Large Transparent Checkpointing Process Completed
John Simpson | December 14, 2016A team of researchers at Northeastern University (NU) led by Jiajun Cao, PhD candidate in the College of Computer and Information Science (CCIS), has completed what they believe to be the largest known instance of transparent checkpointing.
Transparent checkpointing allows computer scientists and engineers working on large projects to save and reopen programs without modifying any code. This assures researchers operating across hundreds or thousands of computers that their work will be safe in case of a computer failure. For example, with transparent checkpointing software, meteorologists can process and analyze billions of pieces of weather data without the fear that a computer crash could erase that work.
Transparent checkpointing assures researchers operating across potentially thousands of computers that their work will be safe in the event of a crash. Image credit: Pixabay.“The idea of checkpointing is that one can take a running computation, automatically stop it in the middle and save the state of everything to a file on disk,” says Gene Cooperman, professor at CCIS and Cao’s advisor. “Then you can copy that file to another computer or keep it on the same one. When you restart, the program continues running from where it left off.”
The significance of the NU researchers' example of transparent checkpointing is the massive amount of data that was run and saved in a short period of time. MVAPICH software developed by the Ohio State University, which supported the Message Passing Interface, was used to run the High Performance Conjugate Gradients program for linear algebra in parallel over 32,768 central processing unit (CPU) cores on 2,048 computers. It used a total memory of 38 terabytes and was checkpointed in 10 minutes and 53 seconds.

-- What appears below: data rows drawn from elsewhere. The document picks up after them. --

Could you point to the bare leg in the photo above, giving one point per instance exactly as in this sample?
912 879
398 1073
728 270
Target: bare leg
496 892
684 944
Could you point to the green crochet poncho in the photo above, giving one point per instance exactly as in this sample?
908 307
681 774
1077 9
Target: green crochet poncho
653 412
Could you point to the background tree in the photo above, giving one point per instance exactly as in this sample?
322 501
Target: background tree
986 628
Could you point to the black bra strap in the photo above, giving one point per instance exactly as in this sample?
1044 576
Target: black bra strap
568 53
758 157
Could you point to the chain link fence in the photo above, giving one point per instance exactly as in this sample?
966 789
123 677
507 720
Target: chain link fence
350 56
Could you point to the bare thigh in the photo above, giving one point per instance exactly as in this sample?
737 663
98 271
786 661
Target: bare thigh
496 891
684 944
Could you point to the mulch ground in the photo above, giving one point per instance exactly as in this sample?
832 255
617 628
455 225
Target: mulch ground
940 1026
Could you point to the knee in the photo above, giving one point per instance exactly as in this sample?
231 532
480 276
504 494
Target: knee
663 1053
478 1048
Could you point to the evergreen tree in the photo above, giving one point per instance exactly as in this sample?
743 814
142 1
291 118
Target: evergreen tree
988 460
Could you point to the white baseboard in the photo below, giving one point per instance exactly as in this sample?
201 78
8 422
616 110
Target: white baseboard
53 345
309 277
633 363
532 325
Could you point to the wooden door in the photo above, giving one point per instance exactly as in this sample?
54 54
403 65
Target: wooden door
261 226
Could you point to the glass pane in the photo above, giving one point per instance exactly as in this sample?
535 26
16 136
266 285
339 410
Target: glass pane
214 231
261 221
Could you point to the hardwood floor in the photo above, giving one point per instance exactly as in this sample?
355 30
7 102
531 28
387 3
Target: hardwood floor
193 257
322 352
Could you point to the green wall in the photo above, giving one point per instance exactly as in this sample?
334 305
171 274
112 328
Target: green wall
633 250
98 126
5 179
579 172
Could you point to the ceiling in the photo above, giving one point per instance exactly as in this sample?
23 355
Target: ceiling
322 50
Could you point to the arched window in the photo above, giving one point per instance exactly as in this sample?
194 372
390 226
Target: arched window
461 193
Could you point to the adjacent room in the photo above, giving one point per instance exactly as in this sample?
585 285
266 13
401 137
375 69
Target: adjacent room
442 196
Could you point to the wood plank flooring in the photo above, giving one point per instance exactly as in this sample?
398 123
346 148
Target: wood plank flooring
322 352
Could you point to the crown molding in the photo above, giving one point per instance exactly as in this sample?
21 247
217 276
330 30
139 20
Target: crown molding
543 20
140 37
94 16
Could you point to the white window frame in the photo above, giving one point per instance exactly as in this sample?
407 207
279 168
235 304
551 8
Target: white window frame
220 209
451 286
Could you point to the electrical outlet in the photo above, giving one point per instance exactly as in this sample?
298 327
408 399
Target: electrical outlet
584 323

A second program, Nanoscale Molecular Dynamics, was run in parallel over 16,368 CPU cores on 1,024 computers, using a total memory of 10 terabytes. It was checkpointed in 2 minutes and 38 seconds. According to the researchers, checkpointing these amounts of data in under 11 minutes is a breakthrough for scientists usually restricted by having to run their programs before modifying and saving them within a 24-hour timeframe.
“These results show how the Extended Collaborative Support Services from the National Science Foundation-supported Extreme Science and Engineering Discovery Environment can help scientists and developers improve the scalability and efficiency of their code on high-performance computing clusters,” says Jérôme Vienne, research associate at the Texas Advanced Computer Center, where the processes were carried out on the Stampede supercomputer.